The State Of Bird Populations In U.S. 2009
This report covering bird populations in the United States shows that nearly a third of the country’s 800 bird species are endangered, threatened, or in significant decline due to habitat loss, invasive species, or other threats. This report documents a 40% decline in grassland birds over the past 40 years and a 30% decline in birds of arid lands. There has been a 39% of ocean-dependent species as well.
This report synthesizes data from three bird censuses conducted by scientists and biologists.
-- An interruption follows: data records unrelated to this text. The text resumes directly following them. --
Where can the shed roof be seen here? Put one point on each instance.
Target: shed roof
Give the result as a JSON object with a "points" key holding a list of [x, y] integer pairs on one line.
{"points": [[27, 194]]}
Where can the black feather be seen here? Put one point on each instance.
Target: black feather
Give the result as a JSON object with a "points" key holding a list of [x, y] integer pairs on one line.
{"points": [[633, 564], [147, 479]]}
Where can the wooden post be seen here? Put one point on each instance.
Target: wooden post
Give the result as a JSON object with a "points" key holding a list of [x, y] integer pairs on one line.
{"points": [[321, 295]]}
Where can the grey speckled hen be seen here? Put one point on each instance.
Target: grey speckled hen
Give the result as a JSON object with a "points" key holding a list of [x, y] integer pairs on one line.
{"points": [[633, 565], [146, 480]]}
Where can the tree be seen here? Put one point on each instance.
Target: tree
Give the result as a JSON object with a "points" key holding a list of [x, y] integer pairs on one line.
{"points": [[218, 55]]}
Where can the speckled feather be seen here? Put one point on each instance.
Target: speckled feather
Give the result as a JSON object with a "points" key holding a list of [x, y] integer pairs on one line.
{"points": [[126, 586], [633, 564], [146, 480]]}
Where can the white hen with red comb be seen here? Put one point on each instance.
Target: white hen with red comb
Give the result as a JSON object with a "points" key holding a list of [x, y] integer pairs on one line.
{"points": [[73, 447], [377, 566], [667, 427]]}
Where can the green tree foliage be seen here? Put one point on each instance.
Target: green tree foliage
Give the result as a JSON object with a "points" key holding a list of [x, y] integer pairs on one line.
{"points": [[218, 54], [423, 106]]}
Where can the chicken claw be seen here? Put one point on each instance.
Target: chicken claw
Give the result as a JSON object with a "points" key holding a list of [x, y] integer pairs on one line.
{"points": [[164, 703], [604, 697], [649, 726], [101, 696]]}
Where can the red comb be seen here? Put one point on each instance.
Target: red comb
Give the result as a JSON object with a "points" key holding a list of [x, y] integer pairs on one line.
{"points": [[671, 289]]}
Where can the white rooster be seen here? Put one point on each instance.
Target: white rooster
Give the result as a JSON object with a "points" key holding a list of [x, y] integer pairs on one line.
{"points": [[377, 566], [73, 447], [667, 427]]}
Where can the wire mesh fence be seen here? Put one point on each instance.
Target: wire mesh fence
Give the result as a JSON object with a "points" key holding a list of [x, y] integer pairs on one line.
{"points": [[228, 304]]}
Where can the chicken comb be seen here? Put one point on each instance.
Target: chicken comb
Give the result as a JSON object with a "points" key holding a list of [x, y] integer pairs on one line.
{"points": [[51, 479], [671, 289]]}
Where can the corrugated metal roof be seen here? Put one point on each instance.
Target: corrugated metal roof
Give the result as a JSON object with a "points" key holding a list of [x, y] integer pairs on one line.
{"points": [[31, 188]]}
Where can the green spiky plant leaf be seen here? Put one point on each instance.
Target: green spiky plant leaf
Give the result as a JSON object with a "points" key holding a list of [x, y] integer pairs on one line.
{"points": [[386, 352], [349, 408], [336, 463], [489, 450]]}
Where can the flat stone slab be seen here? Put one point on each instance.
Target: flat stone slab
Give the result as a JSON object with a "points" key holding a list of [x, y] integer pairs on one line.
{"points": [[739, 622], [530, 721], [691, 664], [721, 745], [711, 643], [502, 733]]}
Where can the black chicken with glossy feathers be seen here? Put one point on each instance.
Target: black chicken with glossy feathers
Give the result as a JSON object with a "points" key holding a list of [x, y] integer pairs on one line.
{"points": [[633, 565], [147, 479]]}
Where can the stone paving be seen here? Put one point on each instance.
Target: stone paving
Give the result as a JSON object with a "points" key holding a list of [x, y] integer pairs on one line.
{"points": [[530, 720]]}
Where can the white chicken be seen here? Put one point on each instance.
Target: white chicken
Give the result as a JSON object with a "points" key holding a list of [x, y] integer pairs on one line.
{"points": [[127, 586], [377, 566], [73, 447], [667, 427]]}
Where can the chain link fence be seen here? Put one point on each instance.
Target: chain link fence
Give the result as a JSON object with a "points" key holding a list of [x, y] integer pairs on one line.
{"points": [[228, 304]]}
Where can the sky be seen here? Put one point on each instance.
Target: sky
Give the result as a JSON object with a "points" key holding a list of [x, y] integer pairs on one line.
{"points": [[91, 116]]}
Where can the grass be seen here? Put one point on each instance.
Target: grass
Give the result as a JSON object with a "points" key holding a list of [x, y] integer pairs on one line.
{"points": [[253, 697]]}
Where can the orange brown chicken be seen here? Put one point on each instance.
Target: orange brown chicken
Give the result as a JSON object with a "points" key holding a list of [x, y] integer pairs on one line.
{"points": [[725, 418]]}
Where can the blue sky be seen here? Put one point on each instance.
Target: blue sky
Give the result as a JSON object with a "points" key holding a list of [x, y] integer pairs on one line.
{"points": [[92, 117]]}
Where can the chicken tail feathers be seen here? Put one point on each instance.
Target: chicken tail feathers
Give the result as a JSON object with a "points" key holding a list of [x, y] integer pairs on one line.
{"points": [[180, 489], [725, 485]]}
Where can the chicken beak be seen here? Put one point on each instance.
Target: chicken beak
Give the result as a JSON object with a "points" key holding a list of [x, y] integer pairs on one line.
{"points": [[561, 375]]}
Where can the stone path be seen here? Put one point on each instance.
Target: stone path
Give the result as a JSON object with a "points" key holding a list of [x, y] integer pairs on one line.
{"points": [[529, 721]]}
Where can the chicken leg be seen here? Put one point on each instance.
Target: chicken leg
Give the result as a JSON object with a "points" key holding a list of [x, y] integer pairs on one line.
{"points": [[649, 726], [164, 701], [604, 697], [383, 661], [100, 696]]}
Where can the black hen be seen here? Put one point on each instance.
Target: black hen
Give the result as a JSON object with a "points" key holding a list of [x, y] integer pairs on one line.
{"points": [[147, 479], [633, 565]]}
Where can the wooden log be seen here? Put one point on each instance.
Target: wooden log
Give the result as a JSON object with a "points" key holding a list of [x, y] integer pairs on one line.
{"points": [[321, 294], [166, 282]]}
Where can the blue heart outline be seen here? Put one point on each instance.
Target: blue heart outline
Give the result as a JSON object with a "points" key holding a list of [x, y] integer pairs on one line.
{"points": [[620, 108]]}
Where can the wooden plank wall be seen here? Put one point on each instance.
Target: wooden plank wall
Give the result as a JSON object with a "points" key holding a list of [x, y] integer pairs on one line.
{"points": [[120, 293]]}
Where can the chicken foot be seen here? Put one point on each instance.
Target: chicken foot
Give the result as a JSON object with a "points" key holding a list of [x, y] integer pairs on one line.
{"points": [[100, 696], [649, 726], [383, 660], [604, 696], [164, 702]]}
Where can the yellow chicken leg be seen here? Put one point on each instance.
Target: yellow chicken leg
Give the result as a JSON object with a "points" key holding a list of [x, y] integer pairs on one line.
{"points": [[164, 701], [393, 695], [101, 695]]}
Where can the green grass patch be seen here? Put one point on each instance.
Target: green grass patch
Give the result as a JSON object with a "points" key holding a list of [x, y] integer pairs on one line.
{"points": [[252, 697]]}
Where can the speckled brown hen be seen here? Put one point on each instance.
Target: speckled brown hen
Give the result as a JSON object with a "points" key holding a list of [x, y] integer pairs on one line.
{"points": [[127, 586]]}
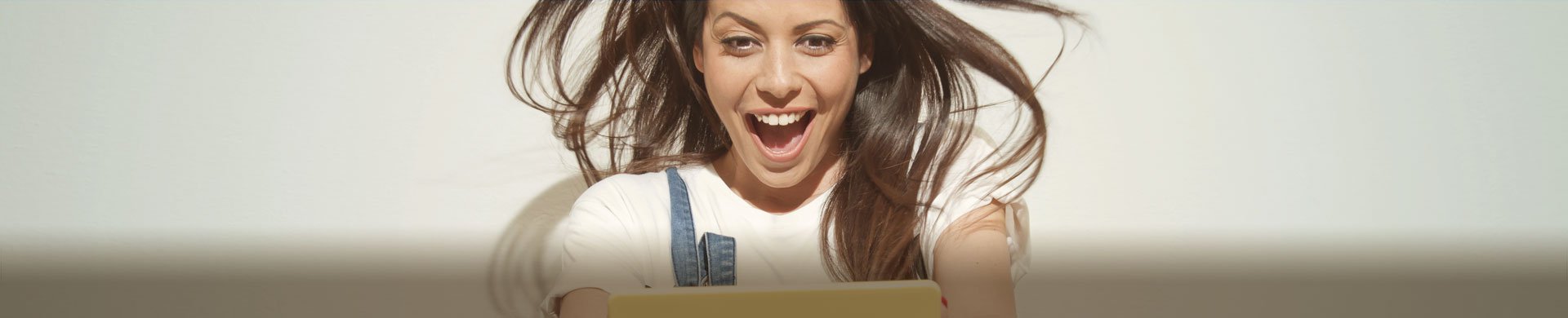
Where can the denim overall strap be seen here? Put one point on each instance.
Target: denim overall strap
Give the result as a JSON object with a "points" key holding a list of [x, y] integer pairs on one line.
{"points": [[683, 234], [707, 262]]}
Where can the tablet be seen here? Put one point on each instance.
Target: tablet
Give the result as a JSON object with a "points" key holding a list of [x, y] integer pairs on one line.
{"points": [[845, 299]]}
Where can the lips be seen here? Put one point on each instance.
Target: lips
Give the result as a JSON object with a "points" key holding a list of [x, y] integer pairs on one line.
{"points": [[782, 135]]}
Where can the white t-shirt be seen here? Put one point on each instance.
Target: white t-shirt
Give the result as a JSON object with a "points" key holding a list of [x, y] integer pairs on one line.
{"points": [[617, 234]]}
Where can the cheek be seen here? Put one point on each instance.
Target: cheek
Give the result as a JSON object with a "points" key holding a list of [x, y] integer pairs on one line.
{"points": [[835, 80]]}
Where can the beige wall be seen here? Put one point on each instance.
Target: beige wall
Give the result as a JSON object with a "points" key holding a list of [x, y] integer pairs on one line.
{"points": [[1208, 159]]}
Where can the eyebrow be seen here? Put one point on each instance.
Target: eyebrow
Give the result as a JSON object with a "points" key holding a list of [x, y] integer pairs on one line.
{"points": [[755, 25]]}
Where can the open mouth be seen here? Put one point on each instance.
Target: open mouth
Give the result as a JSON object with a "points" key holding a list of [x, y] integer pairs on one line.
{"points": [[782, 134]]}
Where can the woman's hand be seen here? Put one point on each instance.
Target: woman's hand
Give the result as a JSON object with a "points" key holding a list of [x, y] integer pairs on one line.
{"points": [[973, 265]]}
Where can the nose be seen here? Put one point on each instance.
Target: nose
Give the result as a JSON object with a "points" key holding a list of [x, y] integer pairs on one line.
{"points": [[778, 79]]}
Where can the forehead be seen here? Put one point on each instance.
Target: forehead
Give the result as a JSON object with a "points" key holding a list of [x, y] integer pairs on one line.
{"points": [[780, 11]]}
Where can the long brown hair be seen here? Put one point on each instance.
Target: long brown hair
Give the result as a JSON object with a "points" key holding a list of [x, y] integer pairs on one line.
{"points": [[640, 105]]}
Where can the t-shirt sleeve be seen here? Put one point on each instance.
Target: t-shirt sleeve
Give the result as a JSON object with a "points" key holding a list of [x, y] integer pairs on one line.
{"points": [[956, 201], [599, 246]]}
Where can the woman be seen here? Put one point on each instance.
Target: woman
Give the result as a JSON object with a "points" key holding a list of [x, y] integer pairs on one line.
{"points": [[784, 143]]}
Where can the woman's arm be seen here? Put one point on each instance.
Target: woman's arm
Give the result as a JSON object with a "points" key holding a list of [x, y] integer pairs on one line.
{"points": [[973, 265]]}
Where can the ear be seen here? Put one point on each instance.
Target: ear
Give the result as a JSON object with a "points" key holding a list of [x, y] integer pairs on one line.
{"points": [[866, 55], [697, 57]]}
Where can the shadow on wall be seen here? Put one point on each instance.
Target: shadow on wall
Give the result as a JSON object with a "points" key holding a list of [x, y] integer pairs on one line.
{"points": [[528, 256]]}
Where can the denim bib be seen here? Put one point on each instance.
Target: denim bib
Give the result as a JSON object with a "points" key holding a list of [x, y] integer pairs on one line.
{"points": [[697, 263]]}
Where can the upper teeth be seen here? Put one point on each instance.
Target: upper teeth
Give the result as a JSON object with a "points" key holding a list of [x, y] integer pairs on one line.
{"points": [[782, 119]]}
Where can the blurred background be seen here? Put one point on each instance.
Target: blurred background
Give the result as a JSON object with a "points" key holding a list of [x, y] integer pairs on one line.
{"points": [[364, 159]]}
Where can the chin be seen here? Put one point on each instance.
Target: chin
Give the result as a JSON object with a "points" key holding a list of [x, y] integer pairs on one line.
{"points": [[786, 178]]}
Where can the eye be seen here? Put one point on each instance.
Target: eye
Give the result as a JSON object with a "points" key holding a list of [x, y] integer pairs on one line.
{"points": [[817, 44], [741, 44]]}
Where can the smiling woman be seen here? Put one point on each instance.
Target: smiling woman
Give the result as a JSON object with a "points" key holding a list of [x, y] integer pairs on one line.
{"points": [[777, 124]]}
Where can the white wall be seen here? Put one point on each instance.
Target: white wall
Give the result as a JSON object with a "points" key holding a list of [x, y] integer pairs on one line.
{"points": [[364, 157]]}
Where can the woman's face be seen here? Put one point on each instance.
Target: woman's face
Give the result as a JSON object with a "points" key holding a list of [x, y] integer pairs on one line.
{"points": [[782, 77]]}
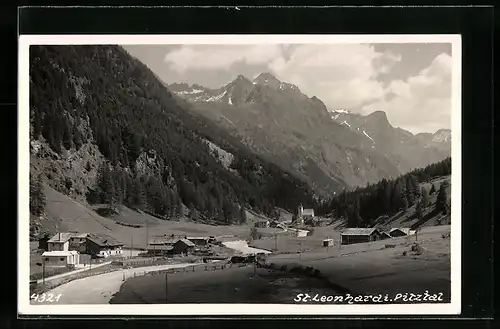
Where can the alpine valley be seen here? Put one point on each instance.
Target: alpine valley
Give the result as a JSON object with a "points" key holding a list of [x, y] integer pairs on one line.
{"points": [[330, 149]]}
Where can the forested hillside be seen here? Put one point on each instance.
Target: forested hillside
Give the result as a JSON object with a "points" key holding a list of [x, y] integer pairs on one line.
{"points": [[363, 206], [156, 153]]}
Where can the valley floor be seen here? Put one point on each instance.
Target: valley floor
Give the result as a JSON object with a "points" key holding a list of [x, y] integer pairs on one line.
{"points": [[357, 269]]}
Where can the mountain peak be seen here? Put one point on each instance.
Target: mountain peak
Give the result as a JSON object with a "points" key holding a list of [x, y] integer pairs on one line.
{"points": [[241, 77], [267, 79], [442, 135], [266, 75]]}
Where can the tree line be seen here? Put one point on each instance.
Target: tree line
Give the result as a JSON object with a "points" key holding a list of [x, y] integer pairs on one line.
{"points": [[129, 112], [37, 195], [362, 206]]}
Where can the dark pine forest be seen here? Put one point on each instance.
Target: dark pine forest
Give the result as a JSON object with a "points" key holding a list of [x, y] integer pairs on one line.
{"points": [[129, 113], [362, 206]]}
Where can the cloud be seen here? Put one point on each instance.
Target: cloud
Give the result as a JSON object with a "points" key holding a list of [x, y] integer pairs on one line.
{"points": [[220, 57], [355, 76], [421, 103], [342, 75]]}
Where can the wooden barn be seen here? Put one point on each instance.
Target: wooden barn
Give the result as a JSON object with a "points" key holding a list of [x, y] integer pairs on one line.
{"points": [[327, 242], [183, 246], [360, 235]]}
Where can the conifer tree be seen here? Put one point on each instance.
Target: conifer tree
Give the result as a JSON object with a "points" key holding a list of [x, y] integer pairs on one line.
{"points": [[425, 197], [37, 196], [419, 210], [138, 198], [442, 199]]}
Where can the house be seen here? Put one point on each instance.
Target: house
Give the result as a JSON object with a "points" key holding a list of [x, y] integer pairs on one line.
{"points": [[59, 242], [164, 240], [68, 241], [385, 235], [305, 216], [400, 231], [159, 250], [327, 242], [78, 242], [183, 246], [360, 235], [43, 242], [262, 223], [61, 258], [199, 241], [103, 245]]}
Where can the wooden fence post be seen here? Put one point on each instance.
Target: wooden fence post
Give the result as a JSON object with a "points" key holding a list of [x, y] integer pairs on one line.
{"points": [[166, 286]]}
A particular area of concern is Hawaii, where more birds are in danger of extinction than anywhere else in the United States. More than one-third of all U.S. listed bird species exist in Hawaii and 71 species have gone extinct since humans have colonized the islands (300 A.D.)
At least 39% of ocean-dependent birds are in decline, facing threats from pollution, over-fishing, and warming sea temperatures caused by climate change. Some coastal shorebirds are increasing, but half of all coastal migrating shorebirds have declined due to human disturbance, dwindling food supplies, and sea level rises caused by climate change.
There is, however, an upward trend for wetland birds in the U.S. where the health of their habitats has been somewhat restored through waterfowl management.
Dramatic declines were noted in grassland and arid land birds, causing concern for neglect and degradation of these habitats. Incentives for wildlife compatible practices in these areas is needed to reverse these declines.
Forest birds have fared better than other birds, although many species have suffered decline due to unplanned and sprawling urban development, unsustainable logging, wildfires, and forest pests and diseases.